Gifford was hardly the only precursor of the malign right wing ideology of today:

Albert H. Wiggin of the Chase Manhattan Bank said, “There is no commission or any brain in the world that can prevent [business downturns].”  Senator La Follette asked “whether he thought the capacity of human suffering to be unlimited.”  ”I think so.” the banker replied.
….
“The fact that we have let nature take its course,” said Richard Whitney of the Stock Exchange, “may augur well for the ultimate prosperity of the country.”  And if recovery were inevitable, then the state must take care to do nothing which might hold it back….
….
Of all the threatened forms of governmental interference, the most sinister, in the judgment of many businessmen, was the dole for the jobless.
….
“If this country ever voted a dole, said Silas Strawn, now head of the United States Chamber of Commerce, “we’ve hit the toboggan as a nation.”…[M]any conservatives affected to regard federal aid to idle men and women as spelling the end of the republic.”

(Schlesinger, pp.177-180)

It is worth re-reading the first vignette from Schlesinger above.  Republicans today, just like Republicans then, believe that the appropriate response in the face of the ultimate failure of the economic system to provide jobs, housing, or even to prevent a large percentage of its citizenry from starving, was to DO NOTHING.

There’s much more in the post and this and subsequent parts of the series are required reading.
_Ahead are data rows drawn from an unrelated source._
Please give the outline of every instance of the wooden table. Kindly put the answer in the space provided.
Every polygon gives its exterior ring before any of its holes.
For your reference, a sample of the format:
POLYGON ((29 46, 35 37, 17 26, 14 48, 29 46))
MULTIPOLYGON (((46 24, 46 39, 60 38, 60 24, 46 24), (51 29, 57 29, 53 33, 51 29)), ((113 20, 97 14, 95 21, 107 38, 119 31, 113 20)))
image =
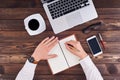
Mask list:
MULTIPOLYGON (((105 80, 120 80, 120 25, 102 26, 89 34, 81 30, 95 21, 104 23, 120 22, 120 0, 94 0, 99 18, 79 25, 56 36, 60 39, 76 34, 86 52, 102 73, 105 80), (88 49, 86 38, 100 32, 106 41, 104 54, 93 58, 88 49)), ((14 80, 40 41, 55 35, 44 12, 40 0, 0 0, 0 80, 14 80), (38 36, 29 36, 23 20, 27 16, 40 13, 46 22, 47 30, 38 36)), ((46 61, 41 61, 36 69, 34 80, 86 80, 80 65, 55 76, 51 75, 46 61)))

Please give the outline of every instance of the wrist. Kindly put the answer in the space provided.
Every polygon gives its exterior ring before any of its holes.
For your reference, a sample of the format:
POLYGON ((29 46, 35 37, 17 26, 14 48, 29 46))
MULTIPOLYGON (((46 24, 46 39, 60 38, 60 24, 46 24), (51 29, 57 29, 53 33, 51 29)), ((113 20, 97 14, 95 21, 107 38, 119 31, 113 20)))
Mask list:
POLYGON ((84 59, 87 56, 88 56, 88 54, 86 52, 82 53, 82 55, 79 55, 80 59, 84 59))
POLYGON ((33 55, 31 55, 31 57, 33 57, 35 59, 35 61, 40 61, 40 58, 35 53, 33 53, 33 55))

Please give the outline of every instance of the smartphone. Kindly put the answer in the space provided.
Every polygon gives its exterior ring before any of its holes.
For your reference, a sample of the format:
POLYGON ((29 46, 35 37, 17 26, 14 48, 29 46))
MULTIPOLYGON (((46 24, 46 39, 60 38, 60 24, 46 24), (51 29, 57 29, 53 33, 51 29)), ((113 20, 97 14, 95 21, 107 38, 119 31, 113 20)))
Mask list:
POLYGON ((100 43, 96 36, 88 38, 87 43, 93 56, 98 56, 103 53, 100 43))

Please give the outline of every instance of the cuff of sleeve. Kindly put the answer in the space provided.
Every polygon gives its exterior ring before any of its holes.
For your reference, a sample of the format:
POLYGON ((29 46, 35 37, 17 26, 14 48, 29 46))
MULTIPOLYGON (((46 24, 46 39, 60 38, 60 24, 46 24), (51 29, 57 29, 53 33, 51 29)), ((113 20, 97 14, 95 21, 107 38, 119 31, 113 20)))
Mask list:
POLYGON ((93 68, 94 64, 89 56, 85 57, 84 59, 80 60, 80 64, 83 67, 83 69, 88 68, 93 68))
POLYGON ((33 64, 33 63, 30 63, 28 60, 26 61, 24 67, 25 69, 28 69, 29 71, 30 70, 35 70, 37 64, 33 64))

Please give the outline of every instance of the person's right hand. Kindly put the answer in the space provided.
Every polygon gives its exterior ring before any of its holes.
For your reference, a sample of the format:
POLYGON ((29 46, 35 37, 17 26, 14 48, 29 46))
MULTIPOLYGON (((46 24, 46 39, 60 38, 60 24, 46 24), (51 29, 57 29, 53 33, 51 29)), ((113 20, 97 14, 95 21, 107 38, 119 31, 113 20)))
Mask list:
POLYGON ((84 51, 79 41, 73 41, 73 40, 68 41, 65 43, 65 46, 68 49, 68 51, 80 57, 80 59, 83 59, 87 56, 87 53, 84 51))

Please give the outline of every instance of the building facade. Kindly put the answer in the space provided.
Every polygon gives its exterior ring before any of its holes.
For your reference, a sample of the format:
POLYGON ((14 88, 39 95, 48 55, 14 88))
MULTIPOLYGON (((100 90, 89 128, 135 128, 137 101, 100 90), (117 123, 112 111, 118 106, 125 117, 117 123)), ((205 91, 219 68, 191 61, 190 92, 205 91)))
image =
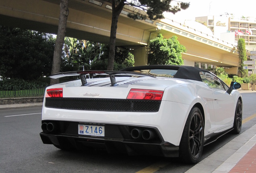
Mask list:
POLYGON ((213 32, 215 37, 221 39, 221 35, 233 32, 234 43, 238 39, 244 39, 246 48, 256 50, 256 18, 236 18, 230 15, 208 16, 196 18, 196 20, 205 22, 213 32))

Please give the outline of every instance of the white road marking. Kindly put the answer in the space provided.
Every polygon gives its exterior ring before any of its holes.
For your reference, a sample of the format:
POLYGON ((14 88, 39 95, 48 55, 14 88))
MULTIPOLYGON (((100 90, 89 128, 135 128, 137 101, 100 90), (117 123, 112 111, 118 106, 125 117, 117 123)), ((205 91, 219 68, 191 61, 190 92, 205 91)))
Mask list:
POLYGON ((19 116, 27 115, 34 115, 34 114, 41 114, 41 113, 34 113, 33 114, 21 114, 19 115, 9 115, 9 116, 4 116, 4 117, 17 117, 19 116))

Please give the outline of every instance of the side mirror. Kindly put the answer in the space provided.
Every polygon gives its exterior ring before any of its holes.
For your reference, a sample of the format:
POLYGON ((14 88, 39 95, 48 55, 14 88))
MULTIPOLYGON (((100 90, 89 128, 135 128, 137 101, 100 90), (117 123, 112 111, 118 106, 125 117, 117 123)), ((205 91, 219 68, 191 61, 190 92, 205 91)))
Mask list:
POLYGON ((228 94, 230 94, 233 90, 239 89, 241 86, 241 84, 239 83, 236 82, 231 82, 230 86, 227 91, 227 93, 228 94))

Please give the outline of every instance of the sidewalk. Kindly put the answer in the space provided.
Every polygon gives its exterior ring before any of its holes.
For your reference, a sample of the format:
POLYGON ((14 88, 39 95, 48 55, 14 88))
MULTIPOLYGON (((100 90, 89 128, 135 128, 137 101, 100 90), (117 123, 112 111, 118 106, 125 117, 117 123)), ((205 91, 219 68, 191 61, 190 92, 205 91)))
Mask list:
POLYGON ((256 173, 256 125, 186 173, 256 173))
POLYGON ((43 106, 43 103, 23 103, 20 104, 3 105, 0 105, 0 110, 8 109, 10 109, 22 108, 26 107, 33 106, 43 106))
MULTIPOLYGON (((251 90, 239 91, 256 93, 251 90)), ((42 103, 0 105, 0 110, 42 105, 42 103)), ((186 172, 208 173, 256 173, 256 125, 186 172)))

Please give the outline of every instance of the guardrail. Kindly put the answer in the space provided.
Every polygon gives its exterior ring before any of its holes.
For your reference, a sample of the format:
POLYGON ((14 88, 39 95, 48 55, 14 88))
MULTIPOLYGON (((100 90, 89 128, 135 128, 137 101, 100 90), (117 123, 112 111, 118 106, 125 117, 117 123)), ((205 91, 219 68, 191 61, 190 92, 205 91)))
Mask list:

The part about the Great Depression that needs to be kept in perspective is that the stock market crash came in October 1929 - Hoover’s first year as president. It was his and his party’s inability to deal with it over the next three years that made the depression so “Great”.  We can only hope with their descendants now in the majority so early in this economic decline, that this economic downturn will only be historic because it did not become as great.  It was avoided by doing something, what was needed, much earlier and we didn’t sit idle.